This took me about 5 mins -- score 0. Gender: female, age range: 16-19.
My method: I first grouped them in a rough approximation, and then treated it like a bubble sort -- I compared two at a time and moved them if one was closer to the goal color.
I scored 0. My strategy: first group the colors roughly by their "greenness", "brownness", etc., and then blur vision by going slightly cross-eyed, making it easier to see faults in the gradient. Adjust accordingly.
For those with good scores, was this effortless? I ended up running out of patience. Spending longer would have given better results, but does that miss the point?
It does take some time, and it depends on your screen. Some TFTs have terrible colour resolution depending on gamma setting. (nowhere near 16M distinct colours) Lower-end CRTs will make it difficult too.
I'm a sucker for charts, so I hope X-rite releases some bell-curves based on the cumulative data they're collecting here.
The eye's lens tends to develop a yellow tint over time, so that suggests the older age ranges would have more points in the cyan range. And colorblindness is more common in men, so that might show up too. Or, more likely, the charts would just show which group has the best monitors. Useful marketing information, anyway.
Seeing as other people sounded like they had a hard time, I took a long time taking the test. My eyes hurt after a while (I think it's because the light cones get saturated) so I'm taking a break. After ten minutes of taking this, I literally couldn't see straight; the lines on the page looked like squiggles.
Update: got 19 (best is 0). Small problems across the map, in yellows, cyans, light purples, and pinks.
Scored a 4 on my laptop LCD, all problems in the cyans. I found that it helped to do it kind of like a MergeSort: separate hues into 3 groups at the extremes / middle, sort each group separately, then correct any errors where they overlap.

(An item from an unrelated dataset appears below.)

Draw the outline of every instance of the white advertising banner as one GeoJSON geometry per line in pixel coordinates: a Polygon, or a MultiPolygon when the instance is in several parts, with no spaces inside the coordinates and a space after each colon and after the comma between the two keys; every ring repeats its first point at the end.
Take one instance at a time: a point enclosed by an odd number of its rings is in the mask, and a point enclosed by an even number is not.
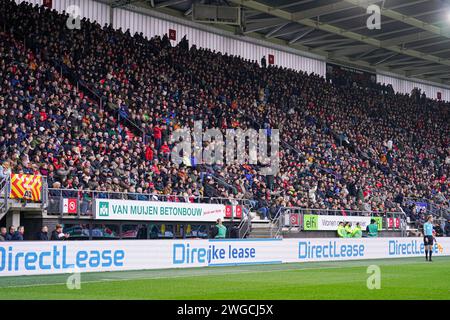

I scored 80 on my CRT, but 0 on my LCD. Obviously the monitor is a very determining factor. So either you re a bit weaker in the greens, either it's your monitor that is. I would bet on the second possibility.
I scored 7 on my macbook, also having problems with greens.
The human eye is usually able to distinguish more shades of green than any other color -- think hunters in forested areas. Perhaps this is changing as more people stare at their monitors all day or bask in the CRT blue. Also more people are near sighted these days.
OK, I'm not making this up. 7. On a Macbook Pro. Also having problems with greens. I think this is because our displays don't have true 24bit color; they use dithering.
I would have thought that brightness would have been the main factor in a monitor, surely all the hues are relative. You aren't trying to pick something colour realistic from life, you are just ranking relative to the rest of the screen.
I wonder how many other people in my age group there were, it didn't say... It does look like men from 20-29 mostly fared really well according to the graph, but it would be cool to see more detail anyway.
I would argue that there is indeed some kind of "color affinity", if we don't want to call it color intelligence. My father is a painter, and at some workshops people often asked him how to get some specific color or another. He told me that it was a problem he didn't understood, because he never encountered it even when he started painting. Colors just come easily to him, in a intuitive way, he never had to read theory about it.
To me, there is some parallelism with the guys who are gifted at math or logic : there are a lot of things that come intuitively to them where others have to struggle. The difference is that we are more prone to call them smart than people with other sort of abilities (musicians, painters, etc.).
My method: I first grouped them in a rough approximation, and then treated it like a bubble sort -- I compared two at a time and moved them if one was closer to the goal color.